Having cheered for statistical analysis based on variance and booed deductions based on probability (which of course includes correlation analysis, a widely recognized theoretical swamp), let us examine one more statistically related research story. It began with a lawsuit against the phone company, which had unleashed a horde of salespeople to sell phone services such as call forwarding, call waiting, and speed dialing. The salespeople quickly found that customers who couldn't speak English also couldn't complain very effectively about unknown fees being added to their monthly phone bill. For the salesperson to get prizes and bonus awards for sign-ups, it was easy to sign up any voice they heard that didn't speak English. As a result, migratory farm workers, earning $16 a day, were frequently found to have all these new business-related services on their phone bills.
In remedying the situation, it was necessary to conduct interview surveys to determine the extent of the marketing abuse. The phone company hired a traditional firm to do a traditional randomized, stratified sample of telephone interviews. I was dubious about this approach in reaching non-English speaking poor.
I used a separate and very non-random approach. Poor-people's activist organizations were contacted to recruit their members for face-to-face interviews using the same questionnaires.
To the astonishment of all, the results for the low-income people on the traditional survey were so close in outcome to the solicited poor people as to be virtually identical on all the survey findings. Survey researchers responded that the data was very robust, meaning that the results are clearly established in the population being sampled and that these results will stand out regardless of methodology.
On many subjects, focus groups of non-randomly selected people in very small numbers have the same results as large, careful surveys. But why not? Most people hearing the same story about a murder will react the same way, otherwise there couldn't be large audiences for films and TV shows. What all of this means is that the whole is less than the sum of its parts.
Roberto Mangabeira Unger, a law professor turned social thinker at Harvard, argues that the Enlightenment is about the proposition that the total is equal to the sum of its parts. (See his Knowledge and Politics, Free Press, 1976.) The prevailing world views before the Enlightenment included God, morality, destiny, and spirituality.

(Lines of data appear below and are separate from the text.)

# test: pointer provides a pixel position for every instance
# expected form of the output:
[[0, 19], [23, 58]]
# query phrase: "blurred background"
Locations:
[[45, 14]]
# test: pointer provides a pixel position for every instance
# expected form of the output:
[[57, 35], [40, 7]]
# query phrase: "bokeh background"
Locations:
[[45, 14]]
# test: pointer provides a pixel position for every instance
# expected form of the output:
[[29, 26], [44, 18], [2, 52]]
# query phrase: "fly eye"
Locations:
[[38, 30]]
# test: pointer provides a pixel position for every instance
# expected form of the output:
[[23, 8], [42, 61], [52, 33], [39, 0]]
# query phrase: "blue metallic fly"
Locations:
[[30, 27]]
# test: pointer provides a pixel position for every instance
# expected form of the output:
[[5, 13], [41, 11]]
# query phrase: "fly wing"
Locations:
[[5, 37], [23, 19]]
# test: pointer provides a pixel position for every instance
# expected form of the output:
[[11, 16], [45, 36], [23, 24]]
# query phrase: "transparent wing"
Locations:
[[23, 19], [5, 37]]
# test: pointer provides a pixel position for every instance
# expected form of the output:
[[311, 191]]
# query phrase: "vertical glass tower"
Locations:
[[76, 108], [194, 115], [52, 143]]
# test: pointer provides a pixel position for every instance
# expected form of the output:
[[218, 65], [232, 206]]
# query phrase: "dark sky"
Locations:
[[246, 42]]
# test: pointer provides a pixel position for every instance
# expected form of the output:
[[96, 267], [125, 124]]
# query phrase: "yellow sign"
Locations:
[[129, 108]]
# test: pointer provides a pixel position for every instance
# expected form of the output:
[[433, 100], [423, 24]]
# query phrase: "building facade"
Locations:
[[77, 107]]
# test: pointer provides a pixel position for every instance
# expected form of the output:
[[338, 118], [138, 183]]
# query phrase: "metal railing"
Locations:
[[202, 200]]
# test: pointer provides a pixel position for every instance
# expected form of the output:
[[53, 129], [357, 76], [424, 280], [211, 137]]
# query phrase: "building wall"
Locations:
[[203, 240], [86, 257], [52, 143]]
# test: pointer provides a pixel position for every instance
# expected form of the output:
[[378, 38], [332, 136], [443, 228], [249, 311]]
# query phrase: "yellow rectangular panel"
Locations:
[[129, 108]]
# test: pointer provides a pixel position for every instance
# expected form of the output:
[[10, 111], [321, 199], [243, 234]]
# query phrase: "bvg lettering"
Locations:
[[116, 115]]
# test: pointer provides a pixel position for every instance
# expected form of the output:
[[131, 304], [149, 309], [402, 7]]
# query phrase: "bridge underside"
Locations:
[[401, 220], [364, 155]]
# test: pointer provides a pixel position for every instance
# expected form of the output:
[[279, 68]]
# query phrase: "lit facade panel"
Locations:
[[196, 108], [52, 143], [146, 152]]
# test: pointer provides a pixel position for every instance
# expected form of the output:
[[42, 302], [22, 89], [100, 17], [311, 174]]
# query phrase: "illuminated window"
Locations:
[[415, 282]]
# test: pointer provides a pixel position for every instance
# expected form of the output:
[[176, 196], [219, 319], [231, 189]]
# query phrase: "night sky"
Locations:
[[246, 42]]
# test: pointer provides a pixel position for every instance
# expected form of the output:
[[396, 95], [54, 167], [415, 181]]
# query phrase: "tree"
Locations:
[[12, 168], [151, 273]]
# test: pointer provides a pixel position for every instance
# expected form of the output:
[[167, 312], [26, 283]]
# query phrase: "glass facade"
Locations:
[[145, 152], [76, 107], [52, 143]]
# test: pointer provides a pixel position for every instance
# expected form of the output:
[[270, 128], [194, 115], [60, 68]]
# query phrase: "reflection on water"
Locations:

All of these are based on the concept that the total is more than the sum of its parts. We are of course speaking metaphorically here about teleological paradigms.
But it appears to me that the world is simpler than it looks. When you've seen a few trees, you've seen many; when you get older, there seem to be fewer different kinds of faces in the world, and when you want to get something done, it takes fewer phone calls to get better results. Learning more about the world&emdash;really the world of our people and our culture&emdash;means that living becomes easier as we mature. This is a consequence of the total being made up of many non-independent parts. We grow to understand people and sense the interconnections that make behavior around us more accessible to our desires.
If this analysis is even slightly valid, we should find that pure science is wresting fewer striking insights from the tangible world over the coming decades, while the social sciences will rain abundant excitement upon us. That would be great news.